Indra udah lupa sama cewek kayak aku, mungkin dia juga gak pernah mikrin aku
sama sekali. Mungkin Randi hanya seseorang yang lewat dalam hidupku. Dan hanya
mengingatkan, bahwa aku pernah mempunyai ‘teman’ yang special. Aku tak berhenti
menatap Randi, dia bagai Indra yang asli bagiku. “Randi, kamu asal sekolahnya dari mana?” tanyaku dengan
hati-hati, dia menatapku dengan matanya yang menyipit, “maaf, aku gak bisa
kasih tahu kamu” dengan nada tegas. Aku pun diam, “Ini kelas kamu Ran, kelas aku di ujung , udah
bel” aku pun pergi.
***
“Ra, gue udah kenalan sama Randi. Dia orangnya susah ditebak,
dan misterius. Ngomongnya sedikit baku. Anehnya, dia tahu makanan favorit aku di
kantin, yang tau kan Cuma keluarga gue sama lo Ra yang tahu.” Jelasku sambil
jalan menuju gerbang sekolah, “Hah? Aneh banget dia, tapi dari penampilan nya
dia kayak orang biasa aja deh. Tapi mirip sama Indra?” tanya Rara, “Harus
berapa kali gue bilang sih, dia itu mirip Indra !” bruk aku menabrak seseorang
yang ada di depanku, aku tatap keatas, “Randi, maaf. Kamu mau kemana? Oh, iya
Ran, kenalin ini Rara temen aku.” Sambil menyenggol tangan Rara, Rara pun
sampai bengong liat Randi yang mirip sama Indra. “Rara” ucap Rara. “Aku mau
balik ke kelas, ada yang ketinggalan” jelasnya, “Oh iya silahkan”. Rara masih
menatapnya sampai Randi hilang di pertigaan ujung, “Kata gue juga apa, mirip ya
mirip” tegasku, “Rin, Indra enggak kembar identik kan? “ , “Ya enggaklah”.
Aku pun masuk kedalam mobil yang sudah menunggu dari tadi,
aku berniat untuk mengajak Rara menginap dirumahku, karena besok hari minggu.
Biasanya kita suka menonton fim dikamar dengan beberapa camilan, apapun ituyang
membuat aku dan Rara senang. “Mah, aku pulang” teriakku kedalam ruang tengah
sambil naik tangga, “Siang tante” kata Rara, “Eh ada Rara, mau nginep ya?
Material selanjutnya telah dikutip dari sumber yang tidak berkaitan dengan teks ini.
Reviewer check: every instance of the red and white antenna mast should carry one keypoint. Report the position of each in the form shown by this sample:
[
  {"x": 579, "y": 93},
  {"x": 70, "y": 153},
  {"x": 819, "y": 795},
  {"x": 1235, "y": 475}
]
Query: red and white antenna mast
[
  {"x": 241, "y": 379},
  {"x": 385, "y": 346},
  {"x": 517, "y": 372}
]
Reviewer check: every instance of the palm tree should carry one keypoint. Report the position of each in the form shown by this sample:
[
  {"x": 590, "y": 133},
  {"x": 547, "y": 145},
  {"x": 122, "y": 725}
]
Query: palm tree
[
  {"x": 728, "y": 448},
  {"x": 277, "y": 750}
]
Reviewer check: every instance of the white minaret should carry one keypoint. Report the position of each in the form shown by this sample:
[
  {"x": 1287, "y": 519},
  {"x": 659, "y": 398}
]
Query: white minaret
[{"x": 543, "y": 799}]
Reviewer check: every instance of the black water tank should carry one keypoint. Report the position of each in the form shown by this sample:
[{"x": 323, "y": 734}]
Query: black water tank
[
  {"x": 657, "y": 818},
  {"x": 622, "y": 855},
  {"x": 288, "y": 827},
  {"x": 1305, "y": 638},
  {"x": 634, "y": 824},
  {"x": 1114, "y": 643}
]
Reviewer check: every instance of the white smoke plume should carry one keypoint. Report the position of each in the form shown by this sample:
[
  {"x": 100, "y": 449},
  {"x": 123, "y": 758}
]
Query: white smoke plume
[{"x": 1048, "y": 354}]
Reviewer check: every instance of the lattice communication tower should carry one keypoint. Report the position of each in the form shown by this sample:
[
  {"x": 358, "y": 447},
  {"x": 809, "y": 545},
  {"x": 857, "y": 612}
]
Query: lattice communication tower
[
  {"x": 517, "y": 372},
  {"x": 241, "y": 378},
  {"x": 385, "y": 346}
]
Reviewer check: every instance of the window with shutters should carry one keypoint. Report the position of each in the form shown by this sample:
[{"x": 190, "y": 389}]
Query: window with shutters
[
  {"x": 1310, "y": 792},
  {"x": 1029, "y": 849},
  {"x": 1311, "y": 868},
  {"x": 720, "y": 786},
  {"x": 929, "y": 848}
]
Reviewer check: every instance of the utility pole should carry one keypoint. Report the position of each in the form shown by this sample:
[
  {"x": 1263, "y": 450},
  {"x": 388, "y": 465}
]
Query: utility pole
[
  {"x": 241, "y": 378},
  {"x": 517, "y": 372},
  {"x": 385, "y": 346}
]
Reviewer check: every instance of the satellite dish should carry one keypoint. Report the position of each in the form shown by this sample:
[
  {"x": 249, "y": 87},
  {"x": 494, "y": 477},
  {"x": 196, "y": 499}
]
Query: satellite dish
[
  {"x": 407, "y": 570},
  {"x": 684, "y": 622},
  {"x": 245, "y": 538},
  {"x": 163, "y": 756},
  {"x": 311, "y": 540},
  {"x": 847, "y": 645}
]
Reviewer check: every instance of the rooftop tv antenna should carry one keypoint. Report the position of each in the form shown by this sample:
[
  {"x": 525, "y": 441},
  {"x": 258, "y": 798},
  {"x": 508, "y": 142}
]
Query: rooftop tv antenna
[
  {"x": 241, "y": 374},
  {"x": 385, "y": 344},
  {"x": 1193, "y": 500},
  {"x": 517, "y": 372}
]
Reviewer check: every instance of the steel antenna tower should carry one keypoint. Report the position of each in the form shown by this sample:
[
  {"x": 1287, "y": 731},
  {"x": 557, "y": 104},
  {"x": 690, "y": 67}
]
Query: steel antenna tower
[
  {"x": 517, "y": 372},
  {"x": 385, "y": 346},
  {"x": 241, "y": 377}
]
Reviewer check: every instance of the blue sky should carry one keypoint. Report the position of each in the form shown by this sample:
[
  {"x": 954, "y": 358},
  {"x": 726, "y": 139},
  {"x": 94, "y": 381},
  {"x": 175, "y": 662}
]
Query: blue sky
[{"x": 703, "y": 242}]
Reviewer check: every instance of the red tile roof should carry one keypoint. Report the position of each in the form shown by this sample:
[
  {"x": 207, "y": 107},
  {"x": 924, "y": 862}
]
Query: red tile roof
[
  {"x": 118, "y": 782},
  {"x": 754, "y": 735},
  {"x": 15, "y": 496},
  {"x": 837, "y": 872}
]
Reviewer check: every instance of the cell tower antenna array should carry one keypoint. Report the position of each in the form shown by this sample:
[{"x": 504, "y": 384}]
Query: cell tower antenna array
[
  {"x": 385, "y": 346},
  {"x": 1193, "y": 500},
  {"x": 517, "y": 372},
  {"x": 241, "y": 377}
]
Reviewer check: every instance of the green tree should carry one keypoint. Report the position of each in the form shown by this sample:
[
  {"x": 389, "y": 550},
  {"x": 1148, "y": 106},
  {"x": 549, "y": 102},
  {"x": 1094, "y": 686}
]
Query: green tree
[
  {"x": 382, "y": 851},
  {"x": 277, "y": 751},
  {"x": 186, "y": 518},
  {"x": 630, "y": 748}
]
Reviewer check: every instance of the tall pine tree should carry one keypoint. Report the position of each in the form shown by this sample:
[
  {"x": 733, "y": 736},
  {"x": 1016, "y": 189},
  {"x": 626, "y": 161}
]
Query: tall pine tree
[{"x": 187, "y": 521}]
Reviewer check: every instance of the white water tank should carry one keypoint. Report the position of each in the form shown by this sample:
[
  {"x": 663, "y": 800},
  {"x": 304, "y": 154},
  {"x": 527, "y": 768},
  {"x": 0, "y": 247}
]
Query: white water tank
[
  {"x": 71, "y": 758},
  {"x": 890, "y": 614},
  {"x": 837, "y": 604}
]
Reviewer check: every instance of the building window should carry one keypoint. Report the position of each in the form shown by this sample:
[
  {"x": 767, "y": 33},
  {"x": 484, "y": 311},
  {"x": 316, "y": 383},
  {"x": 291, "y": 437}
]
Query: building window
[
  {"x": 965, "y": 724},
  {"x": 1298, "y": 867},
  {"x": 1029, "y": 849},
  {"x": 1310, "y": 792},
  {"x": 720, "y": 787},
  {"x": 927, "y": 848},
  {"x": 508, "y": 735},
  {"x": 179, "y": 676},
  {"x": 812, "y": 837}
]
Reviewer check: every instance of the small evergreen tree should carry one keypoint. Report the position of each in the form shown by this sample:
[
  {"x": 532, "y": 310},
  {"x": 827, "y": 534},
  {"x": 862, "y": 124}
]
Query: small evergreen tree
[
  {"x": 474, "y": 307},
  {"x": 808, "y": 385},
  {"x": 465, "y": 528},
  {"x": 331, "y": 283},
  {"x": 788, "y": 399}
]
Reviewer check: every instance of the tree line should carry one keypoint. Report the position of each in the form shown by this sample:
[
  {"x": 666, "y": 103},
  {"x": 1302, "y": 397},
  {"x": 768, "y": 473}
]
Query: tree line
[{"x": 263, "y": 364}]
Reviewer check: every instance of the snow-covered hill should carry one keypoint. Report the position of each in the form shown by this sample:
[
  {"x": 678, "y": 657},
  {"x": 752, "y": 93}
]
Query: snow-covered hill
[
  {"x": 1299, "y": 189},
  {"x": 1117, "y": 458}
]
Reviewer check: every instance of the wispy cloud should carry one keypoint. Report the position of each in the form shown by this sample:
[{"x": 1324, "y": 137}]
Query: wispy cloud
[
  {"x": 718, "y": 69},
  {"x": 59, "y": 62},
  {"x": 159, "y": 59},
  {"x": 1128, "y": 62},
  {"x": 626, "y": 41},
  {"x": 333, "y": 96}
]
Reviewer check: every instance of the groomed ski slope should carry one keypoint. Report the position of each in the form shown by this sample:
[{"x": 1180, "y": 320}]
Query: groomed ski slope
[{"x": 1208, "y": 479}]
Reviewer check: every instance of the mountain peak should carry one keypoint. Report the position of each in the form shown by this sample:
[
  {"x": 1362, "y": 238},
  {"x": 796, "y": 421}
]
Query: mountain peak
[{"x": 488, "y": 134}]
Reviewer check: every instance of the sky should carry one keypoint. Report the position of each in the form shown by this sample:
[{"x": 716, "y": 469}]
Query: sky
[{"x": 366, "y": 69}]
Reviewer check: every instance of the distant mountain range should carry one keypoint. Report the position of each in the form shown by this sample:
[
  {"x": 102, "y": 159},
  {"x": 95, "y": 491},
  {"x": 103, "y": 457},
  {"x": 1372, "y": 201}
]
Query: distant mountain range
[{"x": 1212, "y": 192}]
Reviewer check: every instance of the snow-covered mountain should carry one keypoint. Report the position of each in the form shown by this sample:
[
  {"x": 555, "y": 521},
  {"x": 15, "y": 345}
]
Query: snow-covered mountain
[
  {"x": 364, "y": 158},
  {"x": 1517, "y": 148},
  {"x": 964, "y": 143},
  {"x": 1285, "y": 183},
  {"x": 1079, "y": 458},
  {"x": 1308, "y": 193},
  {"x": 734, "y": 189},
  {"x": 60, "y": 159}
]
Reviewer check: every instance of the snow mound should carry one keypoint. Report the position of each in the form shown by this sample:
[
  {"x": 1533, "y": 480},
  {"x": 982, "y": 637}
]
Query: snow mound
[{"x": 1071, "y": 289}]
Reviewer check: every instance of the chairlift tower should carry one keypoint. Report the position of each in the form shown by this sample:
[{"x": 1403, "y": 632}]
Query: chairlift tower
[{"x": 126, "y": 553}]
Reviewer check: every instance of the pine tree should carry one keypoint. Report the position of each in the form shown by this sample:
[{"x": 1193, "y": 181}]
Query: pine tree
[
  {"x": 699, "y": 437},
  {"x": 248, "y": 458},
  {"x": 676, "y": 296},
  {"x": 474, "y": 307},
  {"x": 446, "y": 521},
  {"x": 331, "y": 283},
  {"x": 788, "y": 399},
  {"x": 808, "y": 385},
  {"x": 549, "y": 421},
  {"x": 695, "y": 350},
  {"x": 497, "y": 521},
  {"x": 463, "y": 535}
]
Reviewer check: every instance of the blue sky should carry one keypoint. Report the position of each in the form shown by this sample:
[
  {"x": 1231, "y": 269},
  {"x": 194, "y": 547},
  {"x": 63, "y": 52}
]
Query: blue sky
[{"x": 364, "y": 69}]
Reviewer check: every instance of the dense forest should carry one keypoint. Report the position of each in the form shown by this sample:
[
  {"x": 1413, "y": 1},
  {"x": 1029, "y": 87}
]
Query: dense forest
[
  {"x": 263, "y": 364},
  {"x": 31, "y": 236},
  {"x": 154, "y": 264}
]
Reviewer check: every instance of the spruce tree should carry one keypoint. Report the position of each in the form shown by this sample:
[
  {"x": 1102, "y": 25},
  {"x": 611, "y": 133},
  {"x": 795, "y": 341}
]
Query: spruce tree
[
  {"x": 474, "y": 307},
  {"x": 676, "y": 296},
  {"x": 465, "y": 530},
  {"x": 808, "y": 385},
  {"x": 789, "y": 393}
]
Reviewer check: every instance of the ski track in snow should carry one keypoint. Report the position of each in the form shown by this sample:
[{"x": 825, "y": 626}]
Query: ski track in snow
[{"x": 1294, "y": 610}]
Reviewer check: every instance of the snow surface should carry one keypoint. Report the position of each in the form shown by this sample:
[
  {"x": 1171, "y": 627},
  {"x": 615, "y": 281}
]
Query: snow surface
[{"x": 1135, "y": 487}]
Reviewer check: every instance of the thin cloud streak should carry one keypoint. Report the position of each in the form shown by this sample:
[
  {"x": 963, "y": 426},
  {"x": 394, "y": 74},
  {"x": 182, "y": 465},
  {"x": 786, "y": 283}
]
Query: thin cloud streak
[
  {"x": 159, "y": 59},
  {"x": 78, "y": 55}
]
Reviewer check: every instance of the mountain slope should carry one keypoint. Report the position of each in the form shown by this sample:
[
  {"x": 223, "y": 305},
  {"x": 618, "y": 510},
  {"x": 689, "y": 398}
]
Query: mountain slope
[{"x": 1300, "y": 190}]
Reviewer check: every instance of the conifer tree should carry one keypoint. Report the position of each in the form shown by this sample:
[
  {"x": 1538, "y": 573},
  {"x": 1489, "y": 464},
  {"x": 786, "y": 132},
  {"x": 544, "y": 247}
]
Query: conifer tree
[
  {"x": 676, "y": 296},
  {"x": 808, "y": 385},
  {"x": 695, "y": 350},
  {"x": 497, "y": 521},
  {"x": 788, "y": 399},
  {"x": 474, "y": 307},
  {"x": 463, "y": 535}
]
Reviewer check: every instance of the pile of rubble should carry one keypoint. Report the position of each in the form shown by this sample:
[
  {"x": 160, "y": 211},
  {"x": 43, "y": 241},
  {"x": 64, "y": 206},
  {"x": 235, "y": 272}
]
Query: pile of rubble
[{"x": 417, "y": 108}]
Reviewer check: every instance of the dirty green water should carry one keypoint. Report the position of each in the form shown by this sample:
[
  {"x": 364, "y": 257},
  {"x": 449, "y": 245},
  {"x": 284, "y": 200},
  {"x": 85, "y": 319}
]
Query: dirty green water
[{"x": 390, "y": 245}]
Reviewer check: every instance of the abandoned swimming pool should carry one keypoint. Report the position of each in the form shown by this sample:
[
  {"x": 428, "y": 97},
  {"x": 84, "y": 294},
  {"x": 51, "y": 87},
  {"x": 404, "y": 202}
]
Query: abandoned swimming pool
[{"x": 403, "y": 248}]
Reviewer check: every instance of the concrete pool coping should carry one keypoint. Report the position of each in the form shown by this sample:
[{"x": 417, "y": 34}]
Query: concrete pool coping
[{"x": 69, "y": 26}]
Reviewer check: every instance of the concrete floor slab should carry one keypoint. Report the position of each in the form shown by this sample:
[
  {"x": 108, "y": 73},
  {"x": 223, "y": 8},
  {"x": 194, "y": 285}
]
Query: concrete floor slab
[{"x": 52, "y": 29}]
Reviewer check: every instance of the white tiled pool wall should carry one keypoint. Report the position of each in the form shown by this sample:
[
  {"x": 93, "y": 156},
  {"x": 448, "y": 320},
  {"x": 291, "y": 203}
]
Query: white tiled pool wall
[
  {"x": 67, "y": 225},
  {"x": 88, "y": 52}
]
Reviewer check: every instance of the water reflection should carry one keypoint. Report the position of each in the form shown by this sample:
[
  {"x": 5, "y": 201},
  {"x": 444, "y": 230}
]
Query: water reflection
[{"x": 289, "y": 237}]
Nanti
tante siapin makanan buat kalian”. Kami pun langsung masuk kamar. “acara kita
hari ini apa Rin?” tanya Rara, “diem dikamar sambil makanin masakannya mama
aja, atau denger lagu-lagu kesukaan kita, atau liat film horor”. Ponselku
berdering, ada yang menelfon dengan nomor tak dikenal, “Halo?”, “Ini Ririn?”
kata si penelfon, “iya, ini siapa ya? Maaf?” tanyaku penasaran, “Ini Randi”
kata si penelfon
“Randi? Kamu tau nomor
aku darimana?”
“Dari mana aja juga boleh, yang penting ini kamu kan Rin?”
“Iya deh, tapi ada apa ya?” Tanyaku lebih penasaran, aku
menekan tombol loudspeaker supaya Rara tahu
“Nanti malem ada acara?”. Aku menoleh ke Rara, “Jawab apa?”
tanya aku berbisik pada Rara, dia menyuruhku bilang bahwa tidak ada acara.
“Enggak ada, ada apa ya?”
“ Aku mau ngajak kamu jalan-jalan, atau enggak makan malem,
mau?” ajak Randi. Rara menyuruhku mengiyakannya, dan aku bingung, baru kenal
tadi udah berani ajak jalan. Randi emang misterius. “Boleh, jam berapa?” kataku
dengan nada hati-hati, “ Jam 7 aku jemput ya?” , “Iya, tapi kamu...” telfon pun
terputus. “Emang dia tahu rumah gue dimana?” tanyaku ke Rara. “Gak penting.
Pasti dia jemput lo, ayo cepet siapin baju, kamu mandi sana!”. Aku dan Rara
mengeluarkan baju dari dalam lemari, aku obrak-abrik semua sampai menemukan
baju yang pas. Akhirnya aku menemukan baju yang pas, aku pakai baju dress
berwarna cream dan sepatu warna kulit, dengan bando putih, tas putih. Aku bercermin
di depan kaca, “Ra, lo yakin dia jemput gue? lo yakin gak akan ikut?” sambil
membereskan rambutku, “Rin, kalau gue ikut bukan kencan namanya, biarin aku
disini aja sama masakan atau camilan yang dikasih mama mu Rin” canda Rara.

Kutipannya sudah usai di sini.